Airborne DNA and spider webs outperform other eDNA sources for monitoring terrestrial vertebrates

Understanding the strengths and limitations of different environmental DNA substrates is essential for optimizing terrestrial vertebrate surveys and monitoring. However, the performance of newly explored substrates (airborne eDNA, vegetation swabs, spiderwebs) compared to longstanding eDNA sources (water and soil) is uncertain. Using a metabarcoding approach, we assessed vertebrate eDNA diversity across seven substrates: three airborne DNA collection methods (a powered fan system, and two passive collection methods), spider webs, vegetation swabs, water, and soil at two sites.
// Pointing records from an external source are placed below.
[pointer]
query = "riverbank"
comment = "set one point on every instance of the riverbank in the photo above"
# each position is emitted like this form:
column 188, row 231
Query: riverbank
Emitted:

The highest species richness was detected by powered air samples and spider webs (powered air: 83 at Perth Zoo, 44 at Karakamia; spider webs: 62 and 40, respectively), with no significant difference in the community composition, suggesting they capture eDNA from similar sources however, all substrates contributed unique detections. Passive airborne DNA collection, though less efficient than powered devices, (mean species richness per sample: 14.8 vs. 5.8 at Perth Zoo; 6.9 vs. 2.7 at Karakamia), demonstrated great potential as their low cost and simplicity may enable increased replication or longer deployment times, potentially increasing the probability of species detection. Our direct comparison of terrestrial eDNA substrates shows that airborne DNA is a step forward and not just hype. However, substrate-specific biases were evident, with vegetation swabs favouring arboreal mammals while water was dominated by aquatic and semi-aquatic species, highlighting the influence of species ecology on DNA deposition. eDNA studies targeting terrestrial vertebrates must consider the heterogeneity of vertebrate DNA distribution across ecosystems and the need for careful selection of eDNA substrates.